Por Roberto L. Elissalde Para LA NACION
El 12 de febrero pasado se cumplió el bicentenario del nacimiento del naturalista británico Charles Robert Darwin, quien llegó al Río de la Plata en julio de 1832, y a partir del contacto con estas tierras escribió Viaje de un naturalista alrededor del mundo .
Uno de sus primeros encuentros con nuestros paisanos ocurrió en Maldonado, en la banda oriental, donde pasó la noche en una pulpería o taberna. Allí "gran número de gauchos acuden a beber alcohólicos y fumar cigarrillos. Su aspecto es muy chocante: suelen ser fornidos y guapos, pero llevan impresos en la cara todos los signos del orgullo y de la vida relajada; muchos de ellos gastan bigote y cabellos muy largos, ensortijados por la espalda. Sus vestidos de colores chillones, sus grandísimas espuelas resonantes en los talones; sus cuchillos llevados en el cinto a modo de dagas les dan un aspecto muy diferente de lo que pudiera hacer suponer su nombre de gauchos o simples campesinos".
Cabalgó en compañía de unos paisanos y anotó que poseía "las cuatro cosas necesarias para la vida en el campo: pasto para los caballos, agua, carne y leña para hacer fuego. Los gauchos no caben en sí de gozo al ver tanto lujo. Es la primera noche que paso al aire libre, con la silla de montar como almohada".
Pasó varios días en el campamento del general Rosas, que hacía su campaña al desierto. Allí pudo observar a una india que a menudo visitaba su rancho, acompañada de sus dos hijas, montadas en el mismo caballo. Lo hacían como los hombres, pero con las rodillas mucho más altas, quizás por la costumbre de viajar en los caballos que llevan los bagajes. Observó cómo los indios se dedicaban a golpear dos piedras, una contra otra, hasta redondearlas para hacer boleadoras, a las que Darwin comparó con balas de cañón enramadas.
En su travesía a Buenos Aires observó con gran detalle la conducta del avestruz, del que a pesar de su actitud de desconfianza, se apoderaban con mucha facilidad los gauchos y los indios.
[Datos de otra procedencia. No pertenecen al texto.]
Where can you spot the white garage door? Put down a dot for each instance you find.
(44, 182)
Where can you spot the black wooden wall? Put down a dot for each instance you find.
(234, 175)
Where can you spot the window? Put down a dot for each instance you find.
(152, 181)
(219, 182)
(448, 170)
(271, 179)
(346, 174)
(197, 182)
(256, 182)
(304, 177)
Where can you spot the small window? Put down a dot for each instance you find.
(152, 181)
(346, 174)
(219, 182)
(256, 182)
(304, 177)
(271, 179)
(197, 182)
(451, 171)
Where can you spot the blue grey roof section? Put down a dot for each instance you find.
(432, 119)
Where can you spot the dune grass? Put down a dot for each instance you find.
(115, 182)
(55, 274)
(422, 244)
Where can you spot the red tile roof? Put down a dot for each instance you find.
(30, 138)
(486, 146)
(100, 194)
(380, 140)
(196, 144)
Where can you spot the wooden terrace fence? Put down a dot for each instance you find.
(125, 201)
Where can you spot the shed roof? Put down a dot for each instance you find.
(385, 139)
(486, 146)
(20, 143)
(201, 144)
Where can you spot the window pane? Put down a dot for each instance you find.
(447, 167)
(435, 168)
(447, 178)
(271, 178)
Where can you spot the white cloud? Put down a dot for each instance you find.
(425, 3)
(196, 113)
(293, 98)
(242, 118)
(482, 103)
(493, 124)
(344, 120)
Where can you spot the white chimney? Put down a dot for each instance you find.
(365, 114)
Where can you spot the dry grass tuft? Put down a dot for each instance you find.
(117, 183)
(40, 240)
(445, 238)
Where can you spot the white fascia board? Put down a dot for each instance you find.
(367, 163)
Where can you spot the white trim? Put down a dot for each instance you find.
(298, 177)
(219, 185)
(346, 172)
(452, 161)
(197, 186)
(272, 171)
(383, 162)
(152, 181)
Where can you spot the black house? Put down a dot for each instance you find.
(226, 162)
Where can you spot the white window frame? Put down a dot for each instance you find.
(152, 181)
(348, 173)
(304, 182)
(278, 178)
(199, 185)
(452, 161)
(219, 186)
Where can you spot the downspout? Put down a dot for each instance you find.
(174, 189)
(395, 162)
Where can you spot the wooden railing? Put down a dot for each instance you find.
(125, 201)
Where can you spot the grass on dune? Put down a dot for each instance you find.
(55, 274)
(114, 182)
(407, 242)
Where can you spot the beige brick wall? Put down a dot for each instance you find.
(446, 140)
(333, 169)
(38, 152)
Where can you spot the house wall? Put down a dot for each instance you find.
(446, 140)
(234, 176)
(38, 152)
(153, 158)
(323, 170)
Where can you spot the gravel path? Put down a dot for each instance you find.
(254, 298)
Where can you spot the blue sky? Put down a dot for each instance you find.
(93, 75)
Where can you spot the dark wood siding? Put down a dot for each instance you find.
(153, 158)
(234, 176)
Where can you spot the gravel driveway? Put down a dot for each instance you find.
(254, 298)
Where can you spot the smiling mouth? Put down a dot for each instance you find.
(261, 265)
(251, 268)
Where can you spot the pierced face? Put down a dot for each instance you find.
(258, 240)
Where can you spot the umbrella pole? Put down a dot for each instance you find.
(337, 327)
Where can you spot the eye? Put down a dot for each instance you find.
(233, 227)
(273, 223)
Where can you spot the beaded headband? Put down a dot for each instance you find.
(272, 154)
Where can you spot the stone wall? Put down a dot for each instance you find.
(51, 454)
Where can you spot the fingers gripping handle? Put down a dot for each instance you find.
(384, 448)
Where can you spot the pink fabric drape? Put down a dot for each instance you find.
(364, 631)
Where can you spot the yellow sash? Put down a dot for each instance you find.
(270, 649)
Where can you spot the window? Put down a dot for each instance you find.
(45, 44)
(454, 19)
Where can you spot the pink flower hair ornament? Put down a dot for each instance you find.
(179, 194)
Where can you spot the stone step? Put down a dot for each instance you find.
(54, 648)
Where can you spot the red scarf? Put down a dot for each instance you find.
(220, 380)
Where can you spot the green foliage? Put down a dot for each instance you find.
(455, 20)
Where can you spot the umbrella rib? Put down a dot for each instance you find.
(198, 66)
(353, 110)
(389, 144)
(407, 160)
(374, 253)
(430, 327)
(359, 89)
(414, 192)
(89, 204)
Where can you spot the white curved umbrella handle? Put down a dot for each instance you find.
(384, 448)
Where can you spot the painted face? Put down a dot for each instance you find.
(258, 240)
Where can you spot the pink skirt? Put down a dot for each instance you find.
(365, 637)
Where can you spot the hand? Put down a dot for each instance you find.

Especialmente cuando varios jinetes se disponen en círculo, los avestruces se aturden y no saben por qué lado escaparse, aunque prefieren correr contra el viento, y "parecen como un barco con las velas tendidas".
En un alto del camino lo sorprendió la generosidad de un teniente que le ofreció carne, caballos y hospedaje, con las mayores gentilezas, sin aceptar retribución alguna. Tapalqué, San Miguel del Monte y otros lugares dejó descriptos en su fauna y en sus costumbres, pero mucho más quedó grabado seguro en su mente en esos quince días de marcha.
Su descripción de nuestro ambiente rural fue ampliamente difundida en los ámbitos académicos. El mismo sentía orgullo de haber asimilado las costumbres, y así se lo contó por escrito a su hermana Carolina, desde esta ciudad, apenas llegado en septiembre de 1833: "Me he convertido en todo un gaucho, tomo mi mate y fumo mi cigarro y después me acuesto cómodo, con los cielos como toldo, como si estuviera en una cama de pluma. Es una vida tan sana, todo el día encima del caballo, comiendo nada más que carne y durmiendo en medio de un viento fresco, que uno se despierta fresco como una alondra".